I am not sure what more can be done from the devices you manage. I atleast feel that its unreasonable for the ISP to expect you to solve/troubleshoot this alone.
If you want to capture ARP traffic on the "outside" interface you can probably use this command for capture.
capture ARP-CAPTURE ethernet-type arp interface outside
The other commands apply to this capture also. You can show it in the CLI and copy it to your computer.
I think the ARP info on both Active and Standby is as expected i.e. Active unit shows ARP entry for Standby unit and ISP default gateway. Standby unit shows ARP entry for Active unit and ISP default gateway. This is what they currently show and I'm assuming this is what should be expected (though not having gone into this level of detail on this side of things I'm not 100% sure?)
Captures definitely captured bidirectionally so confident that they show traffic from either unit not getting to the other.
I cleared the arp outside entries on the standby ASA and tried the ARP capture you suggested. Interestingly, the ARP table immediately shows the ARP entry for the active ASA (nothing got captured in my packet capture for it i.e. I didn't actually see any ARP requests go out?)
I then tried pinging the ISP's default gateway and the ARP capture shows ARP requests being sent for it but no replies? However, the ARP table does eventually show an entry for it, as before?
Again, I'm not too sure what i should be expecting to see here?
I definitely agree with you that I'm reaching the point of exhaustion on what I can do to look into the issue myself. In fairness, the ISP have said they are working on it but all they have really asked from me so far is for my ASA configs so I'm not sure they are looking in the right place as all the evidence would seem to point at the problem being with their set-up rather than with the ASAs?

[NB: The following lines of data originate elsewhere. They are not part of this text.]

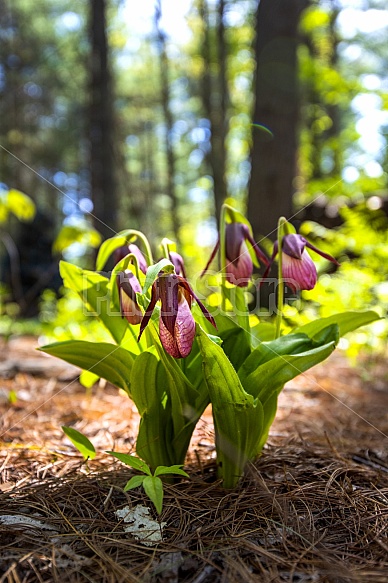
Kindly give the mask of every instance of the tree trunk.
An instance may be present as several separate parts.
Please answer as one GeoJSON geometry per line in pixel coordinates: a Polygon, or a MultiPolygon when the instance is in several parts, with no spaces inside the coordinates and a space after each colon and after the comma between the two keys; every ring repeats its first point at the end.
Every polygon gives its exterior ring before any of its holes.
{"type": "Polygon", "coordinates": [[[104,238],[117,232],[113,156],[112,86],[106,35],[106,2],[90,0],[90,172],[94,226],[104,238]]]}
{"type": "Polygon", "coordinates": [[[228,128],[228,86],[224,12],[225,1],[219,0],[215,30],[216,53],[213,55],[207,1],[201,0],[199,2],[199,14],[203,22],[202,57],[205,63],[202,79],[202,102],[205,114],[210,122],[211,148],[208,159],[214,182],[214,204],[217,220],[220,217],[222,203],[227,197],[225,140],[228,128]]]}
{"type": "Polygon", "coordinates": [[[173,115],[170,106],[170,82],[168,78],[169,61],[166,50],[166,36],[159,26],[161,18],[161,3],[160,0],[156,4],[155,24],[158,39],[159,59],[160,59],[160,82],[161,82],[161,98],[165,123],[165,147],[167,156],[167,195],[171,202],[171,224],[174,238],[179,245],[179,214],[178,214],[178,199],[175,188],[175,153],[171,139],[173,129],[173,115]]]}
{"type": "Polygon", "coordinates": [[[292,216],[299,94],[298,23],[308,0],[260,0],[256,21],[256,76],[248,218],[256,237],[275,238],[278,217],[292,216]]]}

Thanks again for all the assistance you have given me on this, it has been very useful and has helped me learn some more about the ASA interactions for one thing!

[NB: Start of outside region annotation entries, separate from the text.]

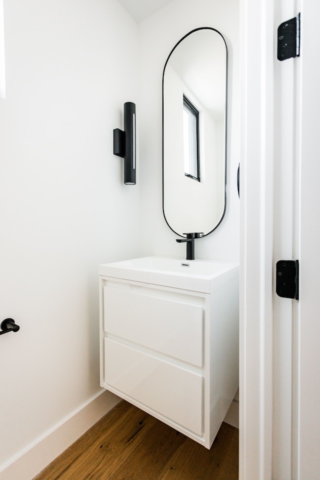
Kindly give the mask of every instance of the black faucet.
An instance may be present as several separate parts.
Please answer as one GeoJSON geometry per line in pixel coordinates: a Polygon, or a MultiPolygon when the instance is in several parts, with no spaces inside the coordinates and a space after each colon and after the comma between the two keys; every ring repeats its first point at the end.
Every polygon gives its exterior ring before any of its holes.
{"type": "Polygon", "coordinates": [[[186,238],[177,238],[176,242],[179,244],[186,242],[186,260],[194,260],[194,239],[199,238],[202,233],[196,232],[194,234],[184,234],[186,235],[186,238]]]}

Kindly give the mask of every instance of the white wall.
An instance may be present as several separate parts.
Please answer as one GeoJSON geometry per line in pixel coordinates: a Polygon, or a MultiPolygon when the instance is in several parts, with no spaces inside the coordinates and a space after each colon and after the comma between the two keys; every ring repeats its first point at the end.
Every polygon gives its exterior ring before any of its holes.
{"type": "Polygon", "coordinates": [[[186,255],[162,213],[162,75],[171,50],[198,27],[213,27],[224,36],[228,50],[227,208],[222,223],[197,240],[196,256],[238,260],[238,207],[236,172],[239,162],[238,0],[173,0],[139,24],[140,52],[140,158],[142,251],[144,254],[186,255]]]}
{"type": "Polygon", "coordinates": [[[140,231],[112,154],[136,24],[116,0],[4,8],[0,320],[20,329],[0,337],[0,471],[100,391],[98,266],[136,256],[140,231]]]}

I think I read your earlier post wrong. I was actually looking that your Standby ASA only had the its own and gateway information in the ARP table but it seems that both units have information about the other unit and gateway in the ARP.

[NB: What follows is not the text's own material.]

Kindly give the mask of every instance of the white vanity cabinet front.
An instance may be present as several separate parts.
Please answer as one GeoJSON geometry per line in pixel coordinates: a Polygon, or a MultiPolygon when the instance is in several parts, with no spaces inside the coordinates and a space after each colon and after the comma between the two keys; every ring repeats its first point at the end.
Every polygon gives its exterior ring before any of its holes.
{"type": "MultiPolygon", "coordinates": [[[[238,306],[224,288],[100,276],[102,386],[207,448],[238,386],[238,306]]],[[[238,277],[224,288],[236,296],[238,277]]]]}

I am not sure if this is the information transfered through the Failover link. This is 100% a guess on my part. Since we are not seeing any traffic reach the other unit on the external interface I would guess that the ARP information is the combined information what the units themselves see and "tell eachother" through the Failover link.
This would atleast tell why the ARP capture didnt show anything captured until you send ICMP to the gateway. But again, its just a guess. I would assume though if you see an ARP request in the capture you would need to see a reply for that.